Rôle des métabolites bactériens (postbiotiques)
Des molécules issues du microbiote, ou thérapies postbiotiques, se sont montrées prometteuses dans des modèles animaux. Par exemple, les acides gras à chaine courte (AGCC), produits par la fermentation microbienne dans le colon des fibres alimentaires ou pouvant être administrés en suppléments, diminuent l’inflammation intestinale chez la souris atteinte de colite. Autre exemple, la reconstitution en flavonoïdes peut atténuer le regain de poids après succès d’un régime amaigrissant. De plus larges études seront nécessaires.
Transplantation de microbiote fécal
En 2013, van Nood et al (NEJM) ont montré qu’un transfert de microbiote fécal est plus efficace que la vancomycine pour guérir les patients souffrant d’infection récidivante à Clostridium difficile. Depuis, le transfert fécal est étudié dans d’autres contextes, dont la maladie cardiométabolique et les MICI. La prudence reste de mise étant donné le risque de transmission de maladies ou d’autres traits liés au microbiote du donneur. Les futures études devront élucider pourquoi certains dons de selles ou « super donneurs » sont supérieurs. Les auteurs entrevoient à l’avenir des thérapies sur mesure reposant sur des signatures microbiennes personnalisées liées à des fonctions précises.

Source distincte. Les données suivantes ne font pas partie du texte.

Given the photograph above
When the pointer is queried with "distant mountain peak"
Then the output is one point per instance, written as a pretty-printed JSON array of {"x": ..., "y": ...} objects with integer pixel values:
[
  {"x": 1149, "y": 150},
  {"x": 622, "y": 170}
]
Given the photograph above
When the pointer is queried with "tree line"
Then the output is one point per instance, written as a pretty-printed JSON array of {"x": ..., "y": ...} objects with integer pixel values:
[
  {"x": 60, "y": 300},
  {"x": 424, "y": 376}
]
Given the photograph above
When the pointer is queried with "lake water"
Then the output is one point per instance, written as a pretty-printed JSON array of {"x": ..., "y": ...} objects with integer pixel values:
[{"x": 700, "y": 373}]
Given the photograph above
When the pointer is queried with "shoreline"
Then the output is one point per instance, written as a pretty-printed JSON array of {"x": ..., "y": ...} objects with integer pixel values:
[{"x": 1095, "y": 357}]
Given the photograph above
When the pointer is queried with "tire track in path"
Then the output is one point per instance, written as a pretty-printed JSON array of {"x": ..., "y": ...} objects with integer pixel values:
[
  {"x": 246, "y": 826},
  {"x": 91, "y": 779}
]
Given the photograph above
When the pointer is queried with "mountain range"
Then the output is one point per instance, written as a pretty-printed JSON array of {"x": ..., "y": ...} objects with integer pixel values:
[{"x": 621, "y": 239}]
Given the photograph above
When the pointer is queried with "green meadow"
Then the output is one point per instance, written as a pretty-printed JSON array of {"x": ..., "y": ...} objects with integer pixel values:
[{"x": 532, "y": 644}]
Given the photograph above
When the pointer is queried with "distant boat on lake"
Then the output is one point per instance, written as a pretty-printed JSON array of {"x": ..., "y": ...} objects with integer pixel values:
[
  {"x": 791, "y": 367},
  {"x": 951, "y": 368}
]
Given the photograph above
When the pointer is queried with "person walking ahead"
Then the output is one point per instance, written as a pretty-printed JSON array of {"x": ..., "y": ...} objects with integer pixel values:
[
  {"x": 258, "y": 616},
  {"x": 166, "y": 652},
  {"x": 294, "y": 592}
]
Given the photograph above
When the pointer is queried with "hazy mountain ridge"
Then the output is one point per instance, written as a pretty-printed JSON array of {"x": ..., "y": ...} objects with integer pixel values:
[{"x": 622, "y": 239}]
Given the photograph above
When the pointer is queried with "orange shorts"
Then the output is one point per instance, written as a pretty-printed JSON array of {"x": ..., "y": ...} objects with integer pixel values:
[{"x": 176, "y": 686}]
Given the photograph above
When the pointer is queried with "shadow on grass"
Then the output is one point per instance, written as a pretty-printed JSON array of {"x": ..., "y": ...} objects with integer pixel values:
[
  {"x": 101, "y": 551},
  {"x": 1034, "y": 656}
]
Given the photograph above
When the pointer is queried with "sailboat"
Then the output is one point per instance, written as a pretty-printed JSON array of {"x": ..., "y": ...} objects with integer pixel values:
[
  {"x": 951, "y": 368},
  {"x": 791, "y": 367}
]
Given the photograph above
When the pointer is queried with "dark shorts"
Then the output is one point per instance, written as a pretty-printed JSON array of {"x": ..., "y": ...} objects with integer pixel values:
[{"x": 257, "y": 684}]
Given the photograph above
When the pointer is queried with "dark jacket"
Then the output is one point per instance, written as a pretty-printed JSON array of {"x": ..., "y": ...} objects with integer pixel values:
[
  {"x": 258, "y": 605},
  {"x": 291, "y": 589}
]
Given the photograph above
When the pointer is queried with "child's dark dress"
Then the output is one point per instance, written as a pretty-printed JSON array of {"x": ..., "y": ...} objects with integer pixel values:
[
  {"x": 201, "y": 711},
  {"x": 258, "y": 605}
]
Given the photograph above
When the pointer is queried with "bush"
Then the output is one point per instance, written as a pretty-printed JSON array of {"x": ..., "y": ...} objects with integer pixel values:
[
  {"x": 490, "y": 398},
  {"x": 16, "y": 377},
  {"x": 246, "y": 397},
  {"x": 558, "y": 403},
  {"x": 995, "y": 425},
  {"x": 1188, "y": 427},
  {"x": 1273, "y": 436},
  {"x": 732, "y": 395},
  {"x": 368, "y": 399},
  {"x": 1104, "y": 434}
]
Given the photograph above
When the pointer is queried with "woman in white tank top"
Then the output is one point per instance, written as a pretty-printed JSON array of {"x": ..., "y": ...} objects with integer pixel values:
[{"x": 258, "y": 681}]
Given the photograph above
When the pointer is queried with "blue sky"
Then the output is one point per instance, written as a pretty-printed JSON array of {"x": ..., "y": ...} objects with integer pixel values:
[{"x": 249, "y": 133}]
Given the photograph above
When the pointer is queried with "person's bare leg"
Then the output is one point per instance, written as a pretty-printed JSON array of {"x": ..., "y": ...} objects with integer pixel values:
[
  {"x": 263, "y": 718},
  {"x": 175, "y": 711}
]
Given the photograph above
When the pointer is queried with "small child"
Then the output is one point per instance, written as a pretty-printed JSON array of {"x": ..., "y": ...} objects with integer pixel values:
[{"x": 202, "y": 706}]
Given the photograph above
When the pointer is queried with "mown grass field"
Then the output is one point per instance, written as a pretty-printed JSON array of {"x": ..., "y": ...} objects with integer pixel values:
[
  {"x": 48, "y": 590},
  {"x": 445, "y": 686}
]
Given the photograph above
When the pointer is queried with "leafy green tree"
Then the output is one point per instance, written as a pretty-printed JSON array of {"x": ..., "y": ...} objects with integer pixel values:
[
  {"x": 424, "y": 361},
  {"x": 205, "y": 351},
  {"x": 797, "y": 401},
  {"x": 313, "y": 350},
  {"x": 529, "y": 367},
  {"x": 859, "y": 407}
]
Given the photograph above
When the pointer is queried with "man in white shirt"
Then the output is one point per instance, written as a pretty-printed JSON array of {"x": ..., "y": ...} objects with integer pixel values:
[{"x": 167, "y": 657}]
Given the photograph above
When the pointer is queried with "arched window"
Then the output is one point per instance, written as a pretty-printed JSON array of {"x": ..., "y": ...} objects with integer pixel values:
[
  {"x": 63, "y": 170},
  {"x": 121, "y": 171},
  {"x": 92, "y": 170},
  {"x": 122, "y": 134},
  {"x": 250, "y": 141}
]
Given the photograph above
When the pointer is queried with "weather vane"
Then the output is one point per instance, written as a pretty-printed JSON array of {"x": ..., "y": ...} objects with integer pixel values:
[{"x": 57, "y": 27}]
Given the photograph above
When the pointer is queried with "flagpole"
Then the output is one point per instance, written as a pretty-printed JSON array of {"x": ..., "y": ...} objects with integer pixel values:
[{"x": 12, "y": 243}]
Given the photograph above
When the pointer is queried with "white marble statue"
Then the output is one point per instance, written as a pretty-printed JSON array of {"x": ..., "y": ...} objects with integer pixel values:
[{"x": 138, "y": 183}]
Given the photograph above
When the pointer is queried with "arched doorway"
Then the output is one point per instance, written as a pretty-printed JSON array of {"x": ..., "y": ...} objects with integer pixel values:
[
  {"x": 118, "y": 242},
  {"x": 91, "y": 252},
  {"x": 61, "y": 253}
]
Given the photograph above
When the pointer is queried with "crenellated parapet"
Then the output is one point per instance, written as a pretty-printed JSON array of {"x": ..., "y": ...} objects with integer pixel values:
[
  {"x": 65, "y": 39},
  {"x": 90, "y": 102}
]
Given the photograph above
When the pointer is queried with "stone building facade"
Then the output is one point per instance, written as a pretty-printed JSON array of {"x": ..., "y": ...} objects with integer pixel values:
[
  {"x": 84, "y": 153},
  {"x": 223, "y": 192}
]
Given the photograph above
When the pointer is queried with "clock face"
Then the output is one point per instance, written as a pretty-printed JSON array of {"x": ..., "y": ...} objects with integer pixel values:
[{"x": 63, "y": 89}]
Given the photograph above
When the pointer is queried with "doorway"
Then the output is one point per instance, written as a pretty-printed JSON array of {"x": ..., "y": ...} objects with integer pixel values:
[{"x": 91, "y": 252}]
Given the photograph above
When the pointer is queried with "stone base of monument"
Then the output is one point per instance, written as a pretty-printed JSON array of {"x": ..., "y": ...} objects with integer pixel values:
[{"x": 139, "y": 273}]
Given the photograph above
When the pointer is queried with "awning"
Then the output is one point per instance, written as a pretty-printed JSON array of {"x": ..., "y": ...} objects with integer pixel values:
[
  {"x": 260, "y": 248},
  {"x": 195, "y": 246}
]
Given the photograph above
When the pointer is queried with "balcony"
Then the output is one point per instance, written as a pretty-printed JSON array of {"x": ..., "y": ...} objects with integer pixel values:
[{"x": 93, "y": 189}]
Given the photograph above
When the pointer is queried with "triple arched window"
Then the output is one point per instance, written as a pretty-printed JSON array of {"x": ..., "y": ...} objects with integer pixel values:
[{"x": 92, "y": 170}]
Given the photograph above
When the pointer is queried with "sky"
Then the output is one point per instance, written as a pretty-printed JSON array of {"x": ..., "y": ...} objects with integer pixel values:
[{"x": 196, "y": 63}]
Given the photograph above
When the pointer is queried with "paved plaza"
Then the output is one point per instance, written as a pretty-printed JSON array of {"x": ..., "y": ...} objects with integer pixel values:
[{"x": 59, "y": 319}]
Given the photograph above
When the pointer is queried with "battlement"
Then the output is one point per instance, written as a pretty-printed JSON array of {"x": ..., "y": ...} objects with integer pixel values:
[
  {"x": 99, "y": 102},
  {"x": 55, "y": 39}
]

Élimination ciblée et régulation de la barrière intestinale
Une intervention éliminant spécifiquement les pathobiontes (micro-organismes délétères) dans l’écosystème du microbiote serait fort utile. À ce titre, les bactériophages (ou phages), des virus infectant les bactéries, suscitent un regain d’intérêt car ils peuvent cibler des bactéries spécifiques et ont moins d’effets secondaires que les antibiotiques. Cependant l’approche fait face à des défis majeurs.
Une autre approche peu explorée consisterait à cibler directement la barrière intestinale de l’hôte, et des facteurs modulant la barrière commencent à émerger.
Enfin, outre les défis techniques et translationnels, les auteurs soulignent le peu d’études portant sur les composantes non bactériennes du microbiote (virome, mycome et parasitome) alors que l’on reconnait de plus en plus l’importance de leurs fonctions régulatrices.
(1) N. Zmora et al, Science Translational Medicine, 10.1126/scitranslmed.aaw1815, 2019.